Thank you for your answer, I agree with you again.
Quote from: spacial on September 04, 2010, 06:13:39 AM
With respect to that group, they probably want to avoid the realisation that most of these therapists are just a bunch of quacks.
I think so too. It makes me feel very weird to think that this support group lacks so much empowerment - but then, there are lots of trans people who feel good being there and the group is not awful in each respect. They can give good tips etc. and make a pretty decent job at that. That group is just better suited for people who are a rather more despondent and unsecure and need like authorities and groups to adhere to. Not my cup of tea.
I have nothing in personal against that therapist, it's just that... well he is the way he is, old-school therapist from the psychoanalytical school, with the according convictions, and so are most other therapists, so I just went there to get the ยง&%$ paper for T. I haven't been to him for about 1,5 years now, however, so I don't have to deal with that stuff any more. It's just, sometimes things still keep popping up in my mind from these therapy sessions like very bad memories, I'm still processing this weirdness. The therapist was a lot into the gender roles topic, which is kind of outdated in the beginning of the 21st century. Like, I don't know, having been in therapy for being gay in the 60ies, might have had the same effect with very silly questions etc.
It seemed to me that the average person in my surroundings understood way better what being trans is in my case than the therapist even though I tried to explain it to him. ("You have a female body with a guy's mind in it plus a male inner body map and of course this sucks" versus "You want to swap gender roles as you prefer the male gender role in this society and identify with being a man.") But God knows what esoteric psychoanalytical theories he adhered to concerning that topic, he never told me that.
A friend of mine (MTF) told me once: "I never thought I'd need therapy, but I had to go to the gender therapist for the papers. The whole transition was easy, the hard part of it was really just the gatekeeping and the weird convictions and attitudes of the therapists. But after gender therapy, I really thought I need therapy to get over the bullsh*t I had to deal with during gender therapy cause that drove me nuts." She also told me it would be difficult for her to ever go to therapy for whatever problems in the future due to the awkward gender therapy.
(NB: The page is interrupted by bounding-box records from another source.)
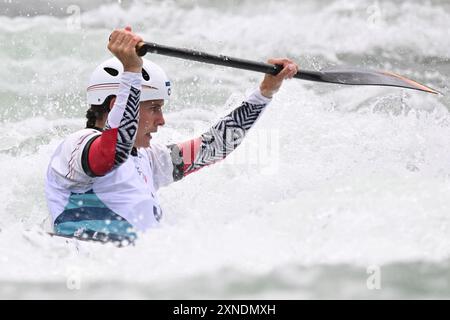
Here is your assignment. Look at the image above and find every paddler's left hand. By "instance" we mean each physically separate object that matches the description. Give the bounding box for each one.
[259,58,298,98]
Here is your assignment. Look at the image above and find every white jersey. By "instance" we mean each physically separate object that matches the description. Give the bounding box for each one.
[46,129,173,231]
[45,68,270,240]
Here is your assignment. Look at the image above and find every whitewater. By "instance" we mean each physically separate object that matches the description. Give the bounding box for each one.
[0,0,450,299]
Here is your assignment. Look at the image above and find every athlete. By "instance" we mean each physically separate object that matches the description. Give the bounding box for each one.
[46,27,298,245]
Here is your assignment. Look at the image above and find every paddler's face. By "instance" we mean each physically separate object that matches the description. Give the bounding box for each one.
[134,100,165,148]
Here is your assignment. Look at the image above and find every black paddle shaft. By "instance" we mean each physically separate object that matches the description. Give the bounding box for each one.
[136,42,439,94]
[137,42,327,82]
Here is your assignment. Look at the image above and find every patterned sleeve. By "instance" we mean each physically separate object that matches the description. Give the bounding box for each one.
[168,90,271,181]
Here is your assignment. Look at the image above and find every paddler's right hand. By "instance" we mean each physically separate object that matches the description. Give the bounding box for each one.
[108,27,143,73]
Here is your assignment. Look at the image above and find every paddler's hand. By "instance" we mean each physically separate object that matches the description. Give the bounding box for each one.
[259,58,298,98]
[108,27,143,73]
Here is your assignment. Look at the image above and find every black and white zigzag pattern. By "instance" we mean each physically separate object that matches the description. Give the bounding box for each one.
[106,87,141,167]
[186,102,267,172]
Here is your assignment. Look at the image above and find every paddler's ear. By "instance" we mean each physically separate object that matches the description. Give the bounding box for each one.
[109,97,116,111]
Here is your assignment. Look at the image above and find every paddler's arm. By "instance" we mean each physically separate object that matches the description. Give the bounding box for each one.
[82,27,143,177]
[168,59,298,181]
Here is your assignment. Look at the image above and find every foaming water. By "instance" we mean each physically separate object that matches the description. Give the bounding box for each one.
[0,1,450,299]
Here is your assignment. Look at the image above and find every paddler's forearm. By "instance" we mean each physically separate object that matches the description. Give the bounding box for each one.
[170,89,271,180]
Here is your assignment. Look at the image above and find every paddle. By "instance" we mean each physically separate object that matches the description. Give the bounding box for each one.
[136,42,440,94]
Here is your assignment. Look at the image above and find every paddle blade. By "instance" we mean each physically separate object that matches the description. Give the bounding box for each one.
[321,69,440,94]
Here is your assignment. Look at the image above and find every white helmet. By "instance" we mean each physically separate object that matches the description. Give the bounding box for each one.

Quote from: spacial on September 04, 2010, 06:13:39 AMBut I digress. You are an intelegent young man. What you need to do with this therapist is understand what he is looking for and give it to him. Once he is satisfied, he will let you through the next gate, so to speak.
Thanks for your compliments. I actually did that. Plus I also deliberately added some diverging spice into it so that it did not become too obvious that I just served him what he wanted to hear. Not too smooth and neat, so to say. Still, I felt uneasy during the therapy sessions as I wanted hormones and knew he could block that. Most of the gender stuff and insecurities which I really had to deal with, I talked about it with other people and kept away from him.
Quote from: spacial on September 04, 2010, 06:13:39 AMBut I strongly suggest you be careful not to let him know you can see right through him. That will damage his ego and make him angry. These types, when they get angry, revert to their gate keep mode. Try to build a relationship with him. Trun on some charm. Show some impression when he says something clever sounding.
That's exactly what I did. Hell, I'm not stupid and I'm a very good liar, too. I also got information in advance so I knew how to avoid the worst esoteric nonsense just in case, such as ink blot tests etc. (which he actually never did). Plus, I built a relationship by talking to him about other problems I had at that time, non-gender related ones too (e. g. my parents had a very bad sick building syndrome at that time etc.). Though I never actually felt like talking to him about such problems, I mean, I'd rather throw out the carpet instead of talking etc. I also prefer to choose myself whom I disclose what... Well at least I could choose which problems I'd disclose and talk about to him. And he loved being able to "help" me there, this was how I "won" him. And to show him I'm not only focused on my gender stuff and don't expect it to solve all my problems. All the while keeping the really "interesting" stuff away from him. Sometimes it was very difficult to come up with a "therapy-suited-problem" for him.
It was all like a cat-and-mouse play for me, very awkward. I must add, being forced to confide private or intimate things to a person in power is really a huge trigger for me, otherwise it would not have been so bad for me. Throw me in a dark closet with dozens of serpents and spiders, and I don't care, but that... holy sh*t. Plus, for a name change here, you need two therapists' letters, and these also include things like sexual orientations and practices, how you feel about your genitals and having a period etc. Some of that stuff will be mentioned in the court decision paper, and this is precisely the paper you have to show to get your other stuff changed. So much about privacy.
Quote from: spacial on September 04, 2010, 06:13:39 AMAnd remember, when you get cornered, just say, 'Wow, I never thought about it like that'. That buys you some time. But you then need to remember the statement, however vacuous it was and think of a constructive response.
Haha, I actually did that quite a lot. I also kept notes of the therapy sessions
Quote from: spacial on September 04, 2010, 06:13:39 AMIf he will let you, take notes. Alternatively, get yourself one of those digital voice recorders. I have one and never go to any power people without it.
Very good idea, that. Gotta buy me one of these.